Yevgeny Samsonov

Personal information
- Born: Yevgeny Borisovich Samsonov 15 September 1926 Moscow, Russian SFSR, Soviet Union
- Died: 30 September 2014 (aged 88) Moscow, Russia

Sport
- Sport: Rowing

Medal record
Men's rowing
Representing the Soviet Union
Olympic Games
| Silver medal – second place | 1952 Helsinki | Eight |
European Rowing Championships
| Gold medal – first place | 1953 Copenhagen | Eight |
| Gold medal – first place | 1954 Amsterdam | Eight |
| Gold medal – first place | 1955 Ghent | Eight |

= Yevgeny Samsonov =

Yevgeny Borisovich Samsonov (Евгений Борисович Самсонов, 15 September 1926 – 30 September 2014) was a Russian rower who competed for the Soviet Union in the 1952 Summer Olympics and in the 1956 Summer Olympics.
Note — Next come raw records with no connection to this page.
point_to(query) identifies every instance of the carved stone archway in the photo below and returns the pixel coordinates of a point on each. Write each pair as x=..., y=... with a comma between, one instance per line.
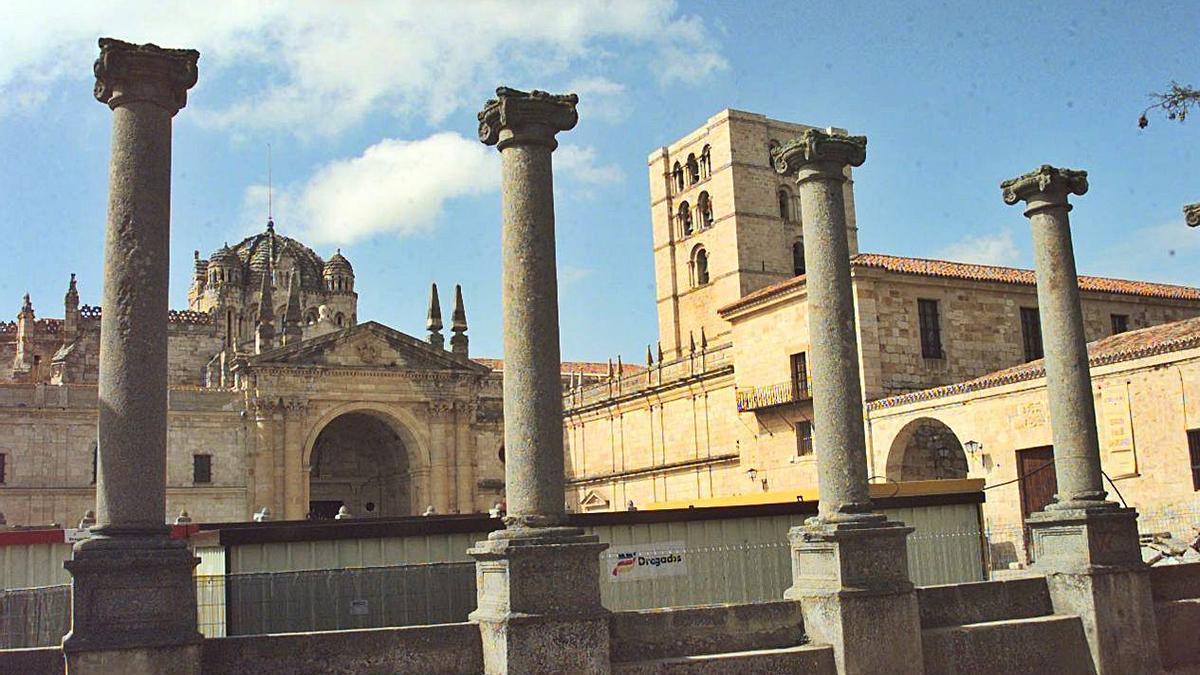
x=927, y=449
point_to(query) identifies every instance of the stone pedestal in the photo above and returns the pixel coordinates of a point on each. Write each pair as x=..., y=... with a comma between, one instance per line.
x=539, y=602
x=852, y=583
x=133, y=607
x=1093, y=568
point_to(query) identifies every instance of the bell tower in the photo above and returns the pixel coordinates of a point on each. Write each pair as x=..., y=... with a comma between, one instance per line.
x=725, y=223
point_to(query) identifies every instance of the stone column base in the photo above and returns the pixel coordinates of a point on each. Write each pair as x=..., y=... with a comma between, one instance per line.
x=539, y=602
x=177, y=659
x=1093, y=568
x=852, y=583
x=131, y=595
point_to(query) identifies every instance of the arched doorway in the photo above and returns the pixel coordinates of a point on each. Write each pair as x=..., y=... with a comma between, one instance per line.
x=360, y=461
x=927, y=449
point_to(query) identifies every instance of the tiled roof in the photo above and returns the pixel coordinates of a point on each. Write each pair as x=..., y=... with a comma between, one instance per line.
x=570, y=368
x=948, y=269
x=1116, y=348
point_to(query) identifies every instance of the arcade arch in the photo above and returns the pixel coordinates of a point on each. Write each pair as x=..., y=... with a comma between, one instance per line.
x=927, y=449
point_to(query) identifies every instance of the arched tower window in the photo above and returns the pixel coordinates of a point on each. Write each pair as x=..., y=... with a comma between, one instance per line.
x=700, y=266
x=705, y=208
x=798, y=258
x=684, y=215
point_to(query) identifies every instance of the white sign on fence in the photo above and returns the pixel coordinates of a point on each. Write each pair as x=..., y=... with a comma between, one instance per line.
x=647, y=561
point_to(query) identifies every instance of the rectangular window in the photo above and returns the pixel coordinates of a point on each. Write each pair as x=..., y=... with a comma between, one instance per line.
x=930, y=329
x=1120, y=323
x=1193, y=449
x=1031, y=332
x=202, y=469
x=799, y=376
x=803, y=437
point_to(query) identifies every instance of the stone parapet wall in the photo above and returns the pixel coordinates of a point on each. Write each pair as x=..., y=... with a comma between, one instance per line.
x=670, y=632
x=439, y=649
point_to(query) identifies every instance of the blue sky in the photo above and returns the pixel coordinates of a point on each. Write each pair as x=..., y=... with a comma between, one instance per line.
x=370, y=111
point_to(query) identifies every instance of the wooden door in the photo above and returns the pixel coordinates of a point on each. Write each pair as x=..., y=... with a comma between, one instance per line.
x=1038, y=484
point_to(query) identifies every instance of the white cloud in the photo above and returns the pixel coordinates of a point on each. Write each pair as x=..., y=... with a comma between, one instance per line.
x=601, y=99
x=1164, y=252
x=580, y=162
x=569, y=275
x=996, y=249
x=394, y=186
x=322, y=67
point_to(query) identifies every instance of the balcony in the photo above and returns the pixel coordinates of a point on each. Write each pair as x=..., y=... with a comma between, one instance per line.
x=761, y=398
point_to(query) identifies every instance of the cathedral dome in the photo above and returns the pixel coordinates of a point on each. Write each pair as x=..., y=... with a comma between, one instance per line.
x=253, y=254
x=225, y=257
x=339, y=264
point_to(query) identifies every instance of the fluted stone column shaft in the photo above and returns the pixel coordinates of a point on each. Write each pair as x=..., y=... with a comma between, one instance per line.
x=533, y=426
x=131, y=466
x=133, y=596
x=1077, y=449
x=819, y=162
x=144, y=88
x=522, y=126
x=1068, y=378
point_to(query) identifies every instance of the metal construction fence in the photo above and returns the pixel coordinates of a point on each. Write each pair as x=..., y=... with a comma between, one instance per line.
x=34, y=617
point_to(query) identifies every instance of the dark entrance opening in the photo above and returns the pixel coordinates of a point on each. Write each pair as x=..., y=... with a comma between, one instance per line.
x=359, y=459
x=324, y=509
x=1037, y=483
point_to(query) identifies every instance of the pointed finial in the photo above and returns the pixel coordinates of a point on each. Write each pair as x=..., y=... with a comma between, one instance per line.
x=459, y=341
x=433, y=318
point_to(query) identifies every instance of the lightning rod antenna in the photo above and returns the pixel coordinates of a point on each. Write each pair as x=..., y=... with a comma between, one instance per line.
x=270, y=214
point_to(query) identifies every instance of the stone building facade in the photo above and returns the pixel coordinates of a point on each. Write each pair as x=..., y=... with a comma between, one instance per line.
x=279, y=399
x=732, y=414
x=724, y=223
x=1146, y=386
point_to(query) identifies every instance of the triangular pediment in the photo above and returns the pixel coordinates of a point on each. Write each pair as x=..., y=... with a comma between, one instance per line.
x=593, y=501
x=369, y=345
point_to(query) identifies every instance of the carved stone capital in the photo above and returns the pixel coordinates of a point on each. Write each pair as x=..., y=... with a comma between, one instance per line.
x=127, y=72
x=534, y=117
x=1044, y=187
x=439, y=408
x=1192, y=213
x=817, y=154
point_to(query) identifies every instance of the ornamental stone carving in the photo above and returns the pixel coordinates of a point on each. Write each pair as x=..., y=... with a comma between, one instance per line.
x=127, y=72
x=817, y=151
x=526, y=117
x=1192, y=213
x=1044, y=187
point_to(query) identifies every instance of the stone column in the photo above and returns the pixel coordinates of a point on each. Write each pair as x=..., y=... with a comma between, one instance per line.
x=539, y=583
x=133, y=596
x=465, y=453
x=1085, y=544
x=850, y=566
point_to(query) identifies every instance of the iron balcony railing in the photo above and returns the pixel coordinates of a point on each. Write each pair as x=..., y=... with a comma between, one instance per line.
x=759, y=398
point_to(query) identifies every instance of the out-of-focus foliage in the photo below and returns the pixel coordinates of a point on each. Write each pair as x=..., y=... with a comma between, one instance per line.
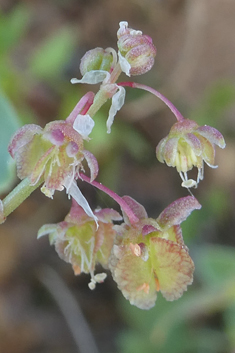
x=9, y=124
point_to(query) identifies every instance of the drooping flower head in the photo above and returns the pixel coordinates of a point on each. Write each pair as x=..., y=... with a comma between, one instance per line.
x=53, y=154
x=150, y=255
x=81, y=243
x=189, y=145
x=136, y=50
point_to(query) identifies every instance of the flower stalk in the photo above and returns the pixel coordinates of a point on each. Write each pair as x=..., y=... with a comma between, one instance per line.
x=174, y=110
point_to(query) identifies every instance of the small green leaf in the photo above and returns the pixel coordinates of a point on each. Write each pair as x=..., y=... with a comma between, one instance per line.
x=9, y=124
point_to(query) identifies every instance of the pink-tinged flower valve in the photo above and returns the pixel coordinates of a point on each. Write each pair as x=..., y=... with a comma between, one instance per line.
x=136, y=50
x=189, y=145
x=53, y=154
x=98, y=59
x=79, y=242
x=150, y=256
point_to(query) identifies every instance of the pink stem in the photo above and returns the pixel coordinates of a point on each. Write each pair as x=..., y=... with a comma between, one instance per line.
x=175, y=111
x=130, y=214
x=82, y=107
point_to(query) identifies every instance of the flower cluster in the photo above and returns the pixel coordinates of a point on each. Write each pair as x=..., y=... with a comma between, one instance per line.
x=145, y=255
x=80, y=242
x=151, y=256
x=189, y=145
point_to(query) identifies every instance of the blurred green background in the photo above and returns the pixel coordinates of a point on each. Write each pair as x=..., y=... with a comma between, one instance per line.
x=41, y=44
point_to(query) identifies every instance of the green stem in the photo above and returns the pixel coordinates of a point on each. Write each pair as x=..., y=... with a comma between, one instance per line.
x=16, y=197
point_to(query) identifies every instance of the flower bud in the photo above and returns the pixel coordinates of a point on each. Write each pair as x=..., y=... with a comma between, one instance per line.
x=136, y=50
x=97, y=59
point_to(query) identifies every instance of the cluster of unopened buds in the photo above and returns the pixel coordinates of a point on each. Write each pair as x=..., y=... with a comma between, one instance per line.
x=145, y=255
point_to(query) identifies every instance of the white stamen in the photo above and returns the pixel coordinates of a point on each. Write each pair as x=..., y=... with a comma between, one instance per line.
x=83, y=124
x=117, y=102
x=92, y=77
x=190, y=183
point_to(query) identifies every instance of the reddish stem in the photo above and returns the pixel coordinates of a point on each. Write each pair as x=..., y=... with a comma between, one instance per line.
x=175, y=111
x=124, y=206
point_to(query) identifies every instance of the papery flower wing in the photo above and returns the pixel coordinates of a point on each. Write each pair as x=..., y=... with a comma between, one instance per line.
x=134, y=278
x=160, y=149
x=54, y=231
x=170, y=150
x=194, y=143
x=212, y=134
x=117, y=102
x=22, y=137
x=46, y=229
x=173, y=267
x=92, y=163
x=208, y=153
x=92, y=77
x=177, y=212
x=32, y=158
x=107, y=215
x=74, y=191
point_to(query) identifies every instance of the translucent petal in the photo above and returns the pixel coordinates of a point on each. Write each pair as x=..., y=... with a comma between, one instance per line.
x=83, y=124
x=92, y=77
x=177, y=212
x=125, y=66
x=74, y=191
x=92, y=164
x=117, y=102
x=160, y=149
x=173, y=267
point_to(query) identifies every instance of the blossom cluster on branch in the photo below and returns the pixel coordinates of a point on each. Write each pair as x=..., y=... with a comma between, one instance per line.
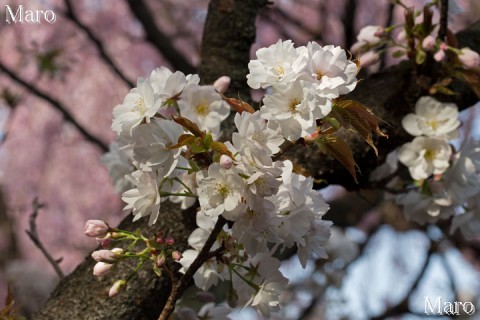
x=168, y=148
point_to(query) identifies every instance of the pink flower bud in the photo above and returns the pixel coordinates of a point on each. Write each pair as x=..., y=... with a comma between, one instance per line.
x=439, y=55
x=226, y=162
x=96, y=228
x=176, y=255
x=221, y=84
x=103, y=256
x=428, y=43
x=116, y=287
x=101, y=268
x=401, y=36
x=369, y=58
x=107, y=255
x=469, y=58
x=160, y=260
x=312, y=136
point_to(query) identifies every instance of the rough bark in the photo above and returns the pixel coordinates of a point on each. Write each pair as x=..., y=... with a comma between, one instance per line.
x=390, y=94
x=229, y=34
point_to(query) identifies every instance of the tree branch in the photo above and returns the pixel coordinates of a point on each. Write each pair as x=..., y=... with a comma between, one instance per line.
x=442, y=31
x=157, y=38
x=57, y=105
x=72, y=16
x=33, y=234
x=390, y=94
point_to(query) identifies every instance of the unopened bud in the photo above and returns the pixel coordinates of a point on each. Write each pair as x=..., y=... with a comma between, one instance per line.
x=469, y=58
x=169, y=241
x=401, y=36
x=439, y=55
x=176, y=255
x=428, y=43
x=103, y=256
x=312, y=136
x=96, y=228
x=369, y=58
x=116, y=288
x=221, y=84
x=101, y=268
x=160, y=260
x=226, y=162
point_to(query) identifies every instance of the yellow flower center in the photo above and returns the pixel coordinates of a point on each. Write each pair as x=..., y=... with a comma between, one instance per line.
x=223, y=190
x=429, y=155
x=139, y=107
x=319, y=74
x=433, y=124
x=280, y=70
x=292, y=104
x=202, y=108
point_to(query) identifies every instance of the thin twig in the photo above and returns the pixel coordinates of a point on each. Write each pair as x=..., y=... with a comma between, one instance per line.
x=442, y=31
x=72, y=16
x=179, y=287
x=56, y=104
x=33, y=234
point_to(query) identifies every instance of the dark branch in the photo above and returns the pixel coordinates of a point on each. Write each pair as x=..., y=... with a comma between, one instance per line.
x=348, y=21
x=57, y=105
x=70, y=14
x=157, y=38
x=33, y=234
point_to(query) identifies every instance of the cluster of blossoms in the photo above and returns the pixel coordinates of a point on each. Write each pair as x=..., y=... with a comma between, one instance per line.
x=167, y=149
x=416, y=39
x=446, y=182
x=157, y=250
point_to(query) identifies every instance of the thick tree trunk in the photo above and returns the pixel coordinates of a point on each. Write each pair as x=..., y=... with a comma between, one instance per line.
x=228, y=35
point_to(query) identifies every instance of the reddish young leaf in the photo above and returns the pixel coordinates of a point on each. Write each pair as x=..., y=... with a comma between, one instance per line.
x=340, y=150
x=356, y=117
x=239, y=105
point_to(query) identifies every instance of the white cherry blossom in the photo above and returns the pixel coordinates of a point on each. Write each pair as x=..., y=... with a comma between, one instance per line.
x=140, y=104
x=152, y=140
x=330, y=71
x=118, y=161
x=277, y=65
x=204, y=106
x=220, y=191
x=144, y=200
x=462, y=180
x=432, y=118
x=295, y=109
x=425, y=156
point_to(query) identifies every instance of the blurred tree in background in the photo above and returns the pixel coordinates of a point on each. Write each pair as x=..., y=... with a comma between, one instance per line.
x=59, y=83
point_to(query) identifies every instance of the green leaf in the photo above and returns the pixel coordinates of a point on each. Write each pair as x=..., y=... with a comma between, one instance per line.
x=239, y=105
x=340, y=150
x=183, y=140
x=356, y=117
x=189, y=125
x=220, y=148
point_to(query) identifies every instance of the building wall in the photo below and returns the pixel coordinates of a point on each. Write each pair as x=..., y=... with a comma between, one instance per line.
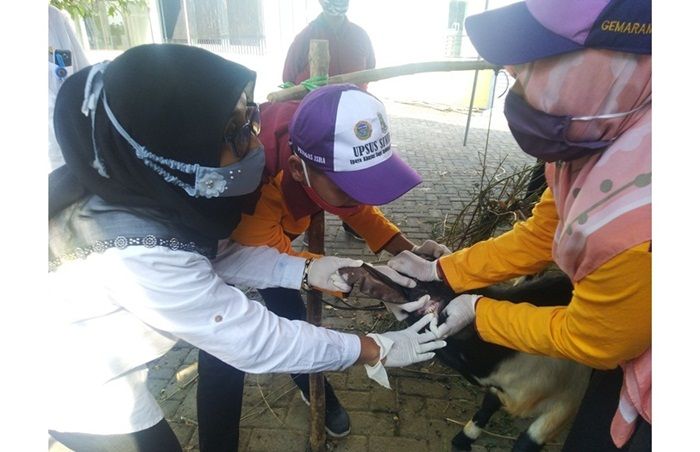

In 1952, he won the silver medal as crew member of the Soviet boat in the eight event.

Four years later, he was part of the Soviet boat which was eliminated in the semi-final of the eight competition.

In 1953–1955, he won the European championship three years in a row as crew member of the Soviet boat in the eight event.